Fair Mobil stärkt neue Klassengemeinschaften am Graf-Adolf-Gymnasium
Wie fühlt es sich für Teenager an, als neue Klassengemeinschaft zusammenzuwachsen? Diese Erfahrung konnten die Schülerinnen und Schüler der Jahrgangsstufe 7 unmittelbar nach den Weihnachtsferien am Graf-Adolf-Gymnasium Tecklenburg bei zwei Projekttagen mit dem „Fair Mobil“ hautnah machen. Hier fanden zu Jahresbeginn wieder zwei Projekttage mit dem „Fair Mobil“ statt. In erster Linie an die neu zusammengesetzten Klassen der Jahrgangsstufe 7 gerichtet galt es wieder, Teamgeist, Vertrauen und ein respektvolles Miteinander zu fördern, Konfliktfähigkeit zu stärken und die neue Gemeinschaft zu festigen. Begleitet wurden die Schülerinnen und Schüler dabei von ihren Klassenleitungen Frau Weißbach, Frau Miegel, Herrn Gizinski und Herrn Dieck.
Das Programm „Stark im Miteinander“, zu dem das Fair Mobil gehört, wurde gemeinsam von der Westfälischen Provinzial Versicherung, dem Jugendrotkreuz Westfalen-Lippe, der Schulpsychologischen Beratungsstelle der Stadt Münster sowie dem ASB-Arbeitskreis Soziale Bildung und Beratung entwickelt. Durch das Sponsoring der Provinzial und die Unterstützung der beteiligten Organisationen konnte der Projekttag wie in jedem Schuljahr realisiert werden. Weitere Kosten übernahm vollständig der GAG-Förderkreis der Freunde des Graf-Adolf-Gymnasiums Tecklenburg e.V.

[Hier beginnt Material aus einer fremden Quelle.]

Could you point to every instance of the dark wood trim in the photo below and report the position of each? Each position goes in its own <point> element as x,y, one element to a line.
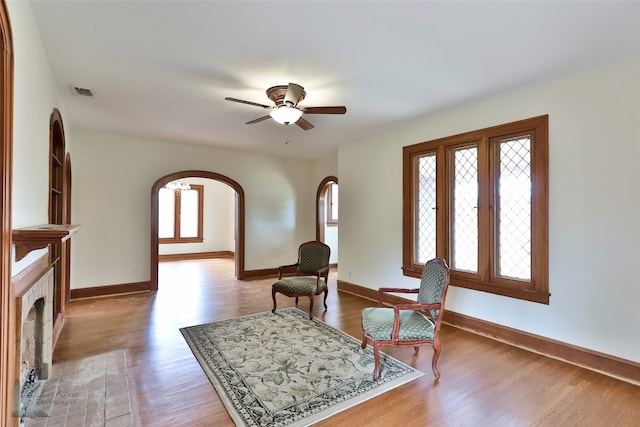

Nach einer ca. neunzigminütigen Phase zur Reflexion der Situation im jeweiligen Klassenverband setzten sich die Jugendlichen an zehn erlebnispädagogischen und gewaltpräventiven Stationen spielerisch mit Themen wie Konfliktlösung, Kooperation, Mobbing, Inklusion, Umgang mit digitalen Medien und fairer Kommunikation auseinander. Der Fair-Mobil-Parcours fördert die Reflexion des eigenen Verhaltens, stärkt soziale Kompetenzen, hilft Aggressionen abzubauen und sensibilisiert für einen respektvollen Umgang miteinander – sowohl im realen als auch im digitalen Umfeld. Die neuen Erfahrungen wurden im Anschluss wieder im Klassenverband im Hinblick auf zukünftiges Handeln reflektiert.
Ein besonderer Dank gilt den Schülerinnen und Schülern der Jahrgangsstufe 11, die als Moderatoren die Stationen betreuten und so die Durchführung des Projekttages erst ermöglichten.